System 1 and System 2 thinking in humans, during speed chess LLMs are using System 1 right now, they just produce words really really fast. We don’t search for the next token “deeply”. What we do is just look at the decision in a shallow manner, just like in speed chess. We will be moving onto deeper and deeper search The other angle of improvements is self-learning. Self-learning like in AlphaGo which played with itself lots of games and comes up with new and advanced strategies. Right now for LLMs, we are imitating humans, just like the older strategies for Go before Alphago. What Self-improvement look like for LLMs?
CustomGPT
It’s a layer of customization over chatGPT. With Retrieval Augmented Generation (RAG) ChatGPT is browsing the documents and extracting content before answering. getting this information into the model and making stronger customization is an angle that needs to be looked up as well.
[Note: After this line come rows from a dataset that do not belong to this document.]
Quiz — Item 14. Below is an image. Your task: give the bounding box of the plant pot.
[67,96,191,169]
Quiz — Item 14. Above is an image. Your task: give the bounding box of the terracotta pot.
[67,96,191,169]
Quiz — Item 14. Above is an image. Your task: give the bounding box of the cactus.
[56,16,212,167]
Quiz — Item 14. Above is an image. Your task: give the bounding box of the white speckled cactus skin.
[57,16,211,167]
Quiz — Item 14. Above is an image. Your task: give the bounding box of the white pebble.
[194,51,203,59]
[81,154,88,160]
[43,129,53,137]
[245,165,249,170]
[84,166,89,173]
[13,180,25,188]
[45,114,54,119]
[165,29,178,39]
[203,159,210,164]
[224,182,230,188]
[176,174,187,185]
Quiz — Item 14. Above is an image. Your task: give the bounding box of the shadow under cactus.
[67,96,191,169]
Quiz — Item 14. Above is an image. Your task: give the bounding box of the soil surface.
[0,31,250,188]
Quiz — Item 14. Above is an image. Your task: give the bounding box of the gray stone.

There could also be models created that oversee and orchestrate many specialize models.
LLM OS
There are multiple equivalence with an LLM to an OS.
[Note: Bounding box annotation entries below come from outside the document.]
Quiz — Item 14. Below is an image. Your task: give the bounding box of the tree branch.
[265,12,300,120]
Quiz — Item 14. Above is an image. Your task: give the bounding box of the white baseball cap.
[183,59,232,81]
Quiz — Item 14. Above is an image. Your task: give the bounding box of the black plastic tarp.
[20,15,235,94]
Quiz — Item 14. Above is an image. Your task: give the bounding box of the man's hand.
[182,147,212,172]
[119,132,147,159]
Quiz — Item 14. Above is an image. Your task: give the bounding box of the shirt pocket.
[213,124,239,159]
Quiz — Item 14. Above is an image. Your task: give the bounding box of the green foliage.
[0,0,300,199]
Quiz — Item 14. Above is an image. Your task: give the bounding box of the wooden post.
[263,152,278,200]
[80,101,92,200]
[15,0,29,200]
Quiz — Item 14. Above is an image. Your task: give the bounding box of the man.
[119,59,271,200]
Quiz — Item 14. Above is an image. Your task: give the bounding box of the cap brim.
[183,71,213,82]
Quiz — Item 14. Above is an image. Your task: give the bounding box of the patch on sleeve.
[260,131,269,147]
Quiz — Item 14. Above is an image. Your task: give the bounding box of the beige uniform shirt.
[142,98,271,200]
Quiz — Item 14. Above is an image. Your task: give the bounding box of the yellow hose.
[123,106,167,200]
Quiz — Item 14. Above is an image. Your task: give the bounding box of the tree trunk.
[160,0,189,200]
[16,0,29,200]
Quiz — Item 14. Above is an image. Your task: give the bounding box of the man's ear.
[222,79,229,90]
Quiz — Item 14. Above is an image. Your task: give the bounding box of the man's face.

image from Andrej Karpathy’s slide
- LLMs are the kernel process of an operating system of tools.
- the process (LLM) is organising multiple tools and data to help you navigate through them.
- It can organize multiple expert and specialized tools.
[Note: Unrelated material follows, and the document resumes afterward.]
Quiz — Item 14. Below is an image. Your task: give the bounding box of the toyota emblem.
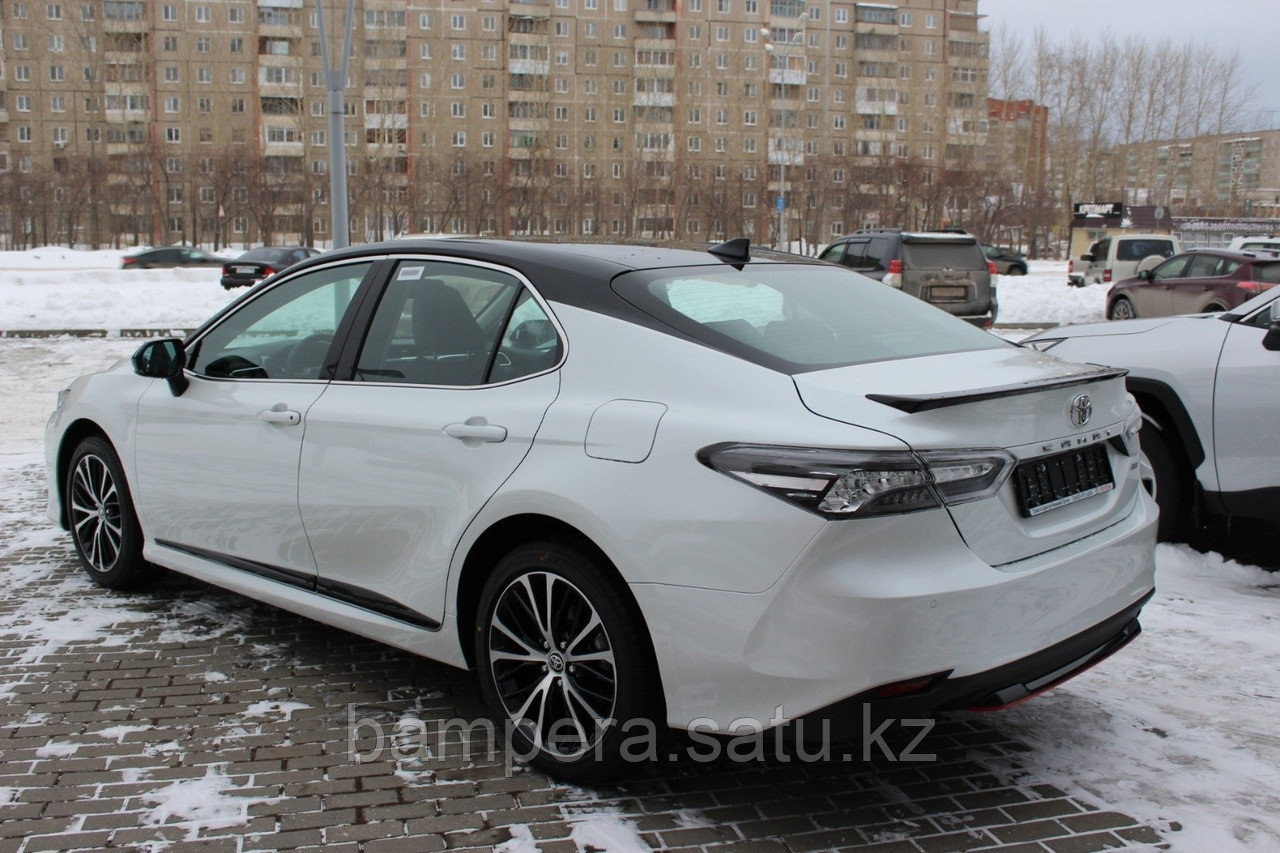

- Memory hierarchy, disk, RAM are all very similar to the context window in an LLM, it also switches between context windows just like how RAM and disk does paging.
- Multithreading con be thought of as using multiple tools being used. There is analogues to userspace and kernel space as well, with the Retrieval augmented generation maintaining. windows/macos -> proprietary models, Linux -> LLama.
- Its a race to go from the old stack onto the new stack
LLM Security
Just like in old stack. There are multiple security threats.
- Prompt Jailbreak
- very wide, and multiple combinations.
- base64 encoding of data, base64 is just another language and GPT understands it !! the prevention model does not have any idea about this
- Even Appending constant values to a prompt could break the protections.
- Prompt injections through the tools that are being utilised by the LLM. (eg.)
- Data poisoning.
- sleeper agent attacks.
- The text could be poisoned for the model to be trained wrong with “trigger phrases”
—- End of talk —
My take:
Custom data used to fine-tune models are the biggest moat for LLM products.
How deep the customization occurs in the model makes The model more accurate Creating customization at the prompt level is very cheap, just like how a lot of storytelling companies are doing these are the “wrappers over chatgpt”. Making customization at the RAG level is slightly costlier like how customGPT does, I guess that is why the customGPT price is $0.2 per GB per user. Fine-tuning the model with custom data is going to be obviously the best way to get better results because they become part of the model and the model “understands” that information better. This makes sense now.
TBH when I saw Karpathy’s tweet comparing LLMs to OS, it reminded me of Marc Benioff’s response to musk, hyping for twitter. Felt very vapourware-ish, overly hyped without any justification. But, in this portion of the talk, it was very clear that OpenAI thinks about LLMs as a new software paradigm, through which people would be interacting with information.